Sentiu-se nu, embora estivesse vestido da cabeça aos pés.

Um dos tripulantes gritou uma cantiga obscena do outro lado da sala, quebrando o silêncio pesado entre os dois. Joaquim se virou bruscamente, como se voltasse à superfície depois de prender a respiração tempo demais.

- Obrigado pela bebida - murmurou, levantando-se.

André assentiu, olhando-o ir, mas sem dizer nada.

Lá fora, o vento trazia o cheiro das algas e das roupas lavadas nas casas próximas. Joaquim respirou fundo, tentando se lembrar de quem era antes daquele olhar. Mas algo tinha mudado. Algo fora do seu controle - e ele odiava isso.

Mais tarde, deitado na rede do navio, ouvia os sons da vila adormecendo: o ranger das janelas, o assobio do vento, o latido de um cachorro distante. Mas havia outro som que insistia em voltar. O som do mar, sim, mas mais do que isso - o som que ficou no dedo onde o toque aconteceu, o som que fazia eco no lugar do silêncio entre uma pergunta e outra.

O som do sal.

O som do desejo.

A luz do sol atravessava as frestas das janelas, espalhando risos e aromas de café na vila adormecida. Joaquim caminhava pelo cais, os passos firmes mas menos seguros que na noite anterior. O mar refletia o céu azul, tranquilo, sem pressa - mas dentro dele, o mar revolto insistia em não se acalmar.

Ele tentou se convencer de que o encontro na taverna era só mais uma das distrações passageiras dos portos. Mas não conseguia tirar da cabeça o olhar de André, tão quieto, tão intenso, como se tivesse visto além da superfície dura do marinheiro.

Quando passou perto do bar, ouviu uma risada leve e o som familiar do violão dedilhado com calma. André estava sentado na varanda, a camisa ainda aberta no peito, os olhos perdidos no horizonte, mas a música parecia falar diretamente para ele.

Por um instante, Joaquim hesitou, o corpo inteiro tenso. Então, como se puxado por um fio invisível, aproximou-se devagar.

- Bom dia - disse André, sem parar de tocar. O sorriso era um convite, uma promessa silenciosa.
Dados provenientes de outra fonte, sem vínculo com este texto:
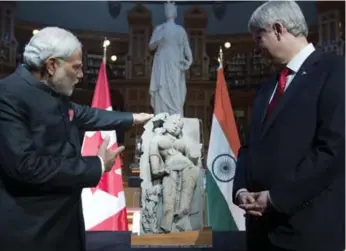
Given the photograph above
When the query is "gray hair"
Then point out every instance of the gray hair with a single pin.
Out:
(49, 42)
(288, 13)
(170, 10)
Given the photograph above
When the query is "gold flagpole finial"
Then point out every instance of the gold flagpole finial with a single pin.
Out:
(106, 43)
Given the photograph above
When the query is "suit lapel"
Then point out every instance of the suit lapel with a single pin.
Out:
(300, 78)
(260, 107)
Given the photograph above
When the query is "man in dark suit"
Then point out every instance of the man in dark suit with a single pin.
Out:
(291, 172)
(42, 171)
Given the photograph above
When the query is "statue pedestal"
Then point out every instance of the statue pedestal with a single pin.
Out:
(193, 239)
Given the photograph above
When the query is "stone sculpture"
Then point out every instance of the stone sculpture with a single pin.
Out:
(172, 179)
(173, 57)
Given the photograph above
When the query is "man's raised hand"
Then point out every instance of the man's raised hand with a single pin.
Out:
(108, 156)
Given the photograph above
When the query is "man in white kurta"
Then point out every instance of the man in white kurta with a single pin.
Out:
(172, 59)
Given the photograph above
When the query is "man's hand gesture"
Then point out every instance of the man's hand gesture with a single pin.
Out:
(141, 118)
(108, 156)
(247, 201)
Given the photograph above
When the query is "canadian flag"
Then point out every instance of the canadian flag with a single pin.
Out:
(104, 206)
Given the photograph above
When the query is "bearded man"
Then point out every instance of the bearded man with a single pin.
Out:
(42, 172)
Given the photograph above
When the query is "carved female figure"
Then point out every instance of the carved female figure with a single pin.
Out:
(174, 164)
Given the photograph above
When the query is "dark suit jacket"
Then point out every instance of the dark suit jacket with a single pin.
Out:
(298, 154)
(42, 171)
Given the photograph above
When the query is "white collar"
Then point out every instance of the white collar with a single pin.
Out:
(299, 59)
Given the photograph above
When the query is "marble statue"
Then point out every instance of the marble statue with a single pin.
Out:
(173, 57)
(172, 179)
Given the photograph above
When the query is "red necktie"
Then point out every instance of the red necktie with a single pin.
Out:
(280, 89)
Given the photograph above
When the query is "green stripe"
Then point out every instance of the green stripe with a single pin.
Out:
(219, 217)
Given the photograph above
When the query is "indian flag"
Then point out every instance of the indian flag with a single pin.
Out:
(224, 143)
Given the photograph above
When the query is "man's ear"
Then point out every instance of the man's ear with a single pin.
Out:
(51, 65)
(278, 30)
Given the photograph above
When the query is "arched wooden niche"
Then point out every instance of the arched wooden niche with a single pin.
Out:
(140, 28)
(196, 21)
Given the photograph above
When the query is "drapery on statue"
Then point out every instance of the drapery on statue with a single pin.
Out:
(170, 168)
(173, 57)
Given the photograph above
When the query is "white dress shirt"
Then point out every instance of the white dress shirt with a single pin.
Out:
(294, 65)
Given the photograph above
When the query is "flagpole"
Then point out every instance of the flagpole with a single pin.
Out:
(106, 43)
(221, 57)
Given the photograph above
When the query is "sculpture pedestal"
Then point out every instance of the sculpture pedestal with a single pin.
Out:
(193, 239)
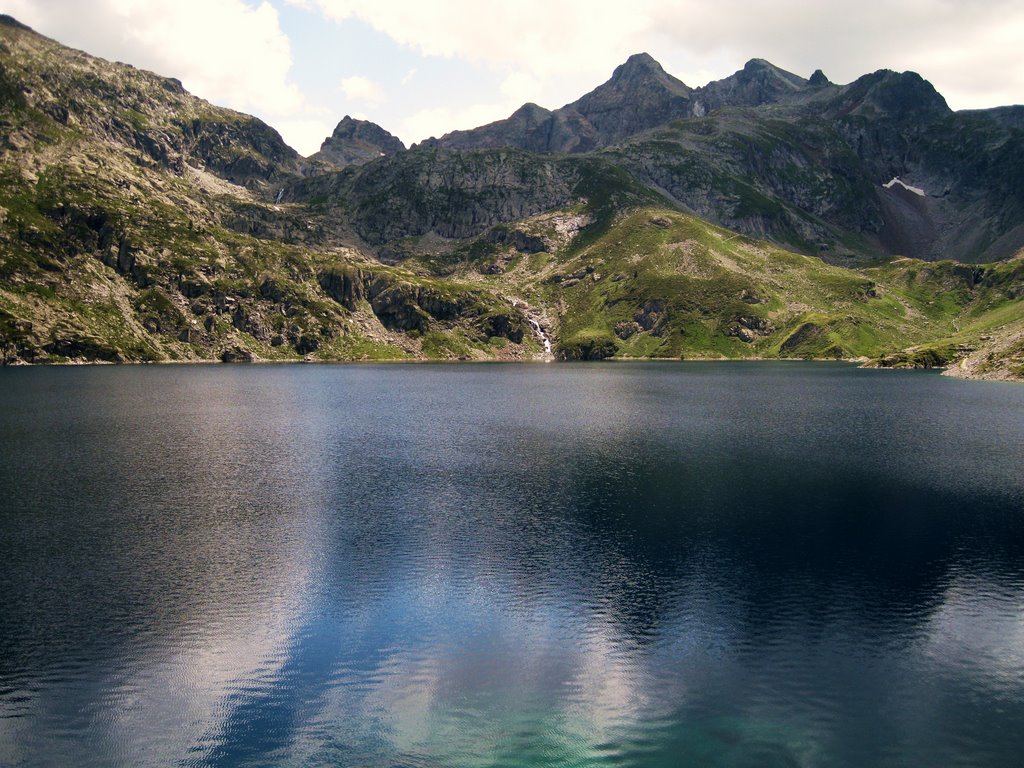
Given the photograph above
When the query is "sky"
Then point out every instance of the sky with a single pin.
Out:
(423, 68)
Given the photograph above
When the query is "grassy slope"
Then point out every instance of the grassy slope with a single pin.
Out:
(108, 252)
(117, 244)
(657, 283)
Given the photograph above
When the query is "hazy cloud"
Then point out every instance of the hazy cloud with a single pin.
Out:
(358, 88)
(968, 48)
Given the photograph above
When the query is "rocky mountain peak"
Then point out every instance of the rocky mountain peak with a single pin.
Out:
(6, 20)
(639, 71)
(900, 96)
(356, 141)
(760, 82)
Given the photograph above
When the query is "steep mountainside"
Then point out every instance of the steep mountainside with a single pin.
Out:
(804, 163)
(356, 141)
(138, 222)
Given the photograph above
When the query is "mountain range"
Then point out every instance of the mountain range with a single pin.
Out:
(762, 215)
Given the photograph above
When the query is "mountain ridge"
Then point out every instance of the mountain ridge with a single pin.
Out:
(139, 223)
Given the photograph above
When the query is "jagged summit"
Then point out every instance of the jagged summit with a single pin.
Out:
(818, 80)
(7, 20)
(642, 67)
(356, 141)
(900, 96)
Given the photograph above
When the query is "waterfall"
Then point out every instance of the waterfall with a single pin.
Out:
(535, 325)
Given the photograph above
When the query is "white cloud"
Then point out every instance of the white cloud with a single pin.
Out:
(968, 48)
(358, 88)
(437, 121)
(230, 52)
(305, 134)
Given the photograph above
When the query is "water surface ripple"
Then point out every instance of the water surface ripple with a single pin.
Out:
(709, 564)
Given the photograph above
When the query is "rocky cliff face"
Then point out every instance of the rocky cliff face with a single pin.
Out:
(140, 223)
(357, 141)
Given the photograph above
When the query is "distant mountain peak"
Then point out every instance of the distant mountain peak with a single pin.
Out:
(356, 141)
(642, 68)
(6, 20)
(818, 80)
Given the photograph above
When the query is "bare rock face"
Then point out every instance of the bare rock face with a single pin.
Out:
(758, 83)
(357, 141)
(639, 95)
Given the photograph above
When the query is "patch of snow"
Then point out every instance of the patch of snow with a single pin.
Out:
(896, 180)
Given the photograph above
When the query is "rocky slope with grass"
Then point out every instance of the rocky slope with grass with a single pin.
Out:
(744, 219)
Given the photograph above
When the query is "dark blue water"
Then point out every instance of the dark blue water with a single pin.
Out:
(709, 564)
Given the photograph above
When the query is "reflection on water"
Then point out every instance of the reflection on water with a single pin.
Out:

Joaquim respondeu com um aceno contido, tentando esconder o calor que subia do rosto. Sentou-se ao lado dele, no velho banco de madeira que rangia sob o peso.

- Você é bom nisso - disse, apontando para o violão.

André olhou para ele, olhos brilhando, e deu de ombros.

- Ajuda a esquecer o mundo, às vezes.

Um silêncio confortável pairou entre eles, recheado de palavras não ditas e desejos disfarçados.

- Você... tem medo? - Joaquim perguntou, quase sem querer.

André parou de tocar e encarou-o.

- De quê?

- De sentir. De se deixar ser o que é.

André sorriu, meio triste, meio desafiador.

- Acho que não. Acho que tenho medo é de não ser. De fingir tanto que esqueço quem eu realmente sou.

Joaquim sentiu o peso daquela confissão como uma onda que quebrava e recomeçava.

E naquela manhã, entre o som do mar e do violão, nasceu uma promessa silenciosa - a promessa de que talvez, naquele lugar esquecido pelo tempo, algo pudesse finalmente nascer.